Le gouvernement a donc instauré une indemnité sans conditions pour les Américains aux revenus inférieurs à 100 000 dollars annuels, ce qui couvre environ 90 % de la population. Les montants varient, mais la plupart de ces gens recevront 1 200 dollars par mois et par adulte, plus 500 dollars par enfant. Cette mesure ressemble à un revenu universel temporaire. Dans le contexte américain, cet apport d’argent permet de combler quelques béances dans la protection sociale. Le candidat à la présidentielle Andrew Yang – qui n’est plus en lice – a grandement popularisé l’idée du revenu universel aux Etats-Unis. Une proposition qui pourrait connaître un nouvel élan avec cette crise.
Le gouvernement a également décidé d’augmenter les indemnités chômage de 600 dollars par semaine, et de prolonger la durée d’indemnisation de moitié.
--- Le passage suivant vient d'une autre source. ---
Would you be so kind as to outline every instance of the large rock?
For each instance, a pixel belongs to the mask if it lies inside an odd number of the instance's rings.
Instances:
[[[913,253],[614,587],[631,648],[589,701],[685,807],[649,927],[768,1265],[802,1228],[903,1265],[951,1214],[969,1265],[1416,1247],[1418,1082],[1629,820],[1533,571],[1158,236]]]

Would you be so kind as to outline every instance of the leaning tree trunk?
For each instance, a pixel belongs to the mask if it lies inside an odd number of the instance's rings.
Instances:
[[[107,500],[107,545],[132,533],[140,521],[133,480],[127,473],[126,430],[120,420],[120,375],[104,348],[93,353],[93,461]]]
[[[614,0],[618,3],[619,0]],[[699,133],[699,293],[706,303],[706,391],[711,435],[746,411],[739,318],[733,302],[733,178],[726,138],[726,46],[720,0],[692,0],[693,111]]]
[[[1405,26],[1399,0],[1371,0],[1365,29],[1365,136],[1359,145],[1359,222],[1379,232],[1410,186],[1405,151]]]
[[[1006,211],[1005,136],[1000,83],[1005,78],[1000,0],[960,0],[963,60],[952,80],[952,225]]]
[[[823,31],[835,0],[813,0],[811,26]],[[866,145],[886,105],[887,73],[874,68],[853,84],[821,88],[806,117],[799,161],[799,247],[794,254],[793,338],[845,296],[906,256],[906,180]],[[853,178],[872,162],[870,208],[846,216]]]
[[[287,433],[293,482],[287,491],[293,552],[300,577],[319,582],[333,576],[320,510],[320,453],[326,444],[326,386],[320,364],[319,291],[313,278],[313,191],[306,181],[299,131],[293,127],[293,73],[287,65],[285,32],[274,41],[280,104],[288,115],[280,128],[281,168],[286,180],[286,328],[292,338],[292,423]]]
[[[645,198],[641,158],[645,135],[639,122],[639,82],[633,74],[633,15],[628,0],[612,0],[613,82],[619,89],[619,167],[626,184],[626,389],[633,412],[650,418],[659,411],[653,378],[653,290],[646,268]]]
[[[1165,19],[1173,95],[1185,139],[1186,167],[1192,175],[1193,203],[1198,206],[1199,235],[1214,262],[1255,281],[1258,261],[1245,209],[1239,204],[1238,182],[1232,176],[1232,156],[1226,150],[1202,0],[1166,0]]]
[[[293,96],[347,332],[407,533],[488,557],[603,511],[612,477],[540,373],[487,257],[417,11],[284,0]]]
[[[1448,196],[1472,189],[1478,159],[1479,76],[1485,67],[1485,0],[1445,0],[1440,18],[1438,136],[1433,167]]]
Les travailleurs indépendants et autres précaires peuvent aussi exceptionnellement bénéficier de cette assurance. Finalement, des dispositifs spéciaux encouragent le chômage partiel. Pour compléter cela, des emprunts avantageux ont été mis en place pour les petites entreprises : si elles préservent l’emploi, la partie des emprunts utilisée pour payer les salariés sera effacée.
Les Etats-Unis se sont ainsi dotés – sur le papier – d’un système de protection sociale plus complet, et même d’un système de protection de l’emploi, en très peu de temps. Le problème est que ce système est compliqué, et sa mise en place lente. Les entreprises ont l’habitude de licencier en cas de crise, une habitude difficile à changer à court terme. Depuis la mise en place de ce système d’indemnités, l’assurance chômage a été submergée de demandes. Les paiements directs aux particuliers ainsi que les emprunts aux petites entreprises ne sont pas encore opérationnels, alors même que la loi a été votée il y a plus d’une semaine. En attendant, les licenciements continuent.
Par rapport à la France et à d’autres pays européens, les Etats-Unis ont moins misé sur la préservation de l’emploi. Ils ont plutôt lancé une stratégie tous azimuts incluant protection de l’emploi et revenus minimums aux personnes. Quelle est la meilleure stratégie ? L’avenir nous le dira. Si la période de confinement n’est pas trop longue, la stratégie européenne pourrait permettre de relancer l’économie plus rapidement, en remettant les gens au travail sans passer par la case embauche. Dans tous les cas, cette crise aura rappelé aux Américains l’importance du système de protection sociale : le marché n’a pas réponse à tout.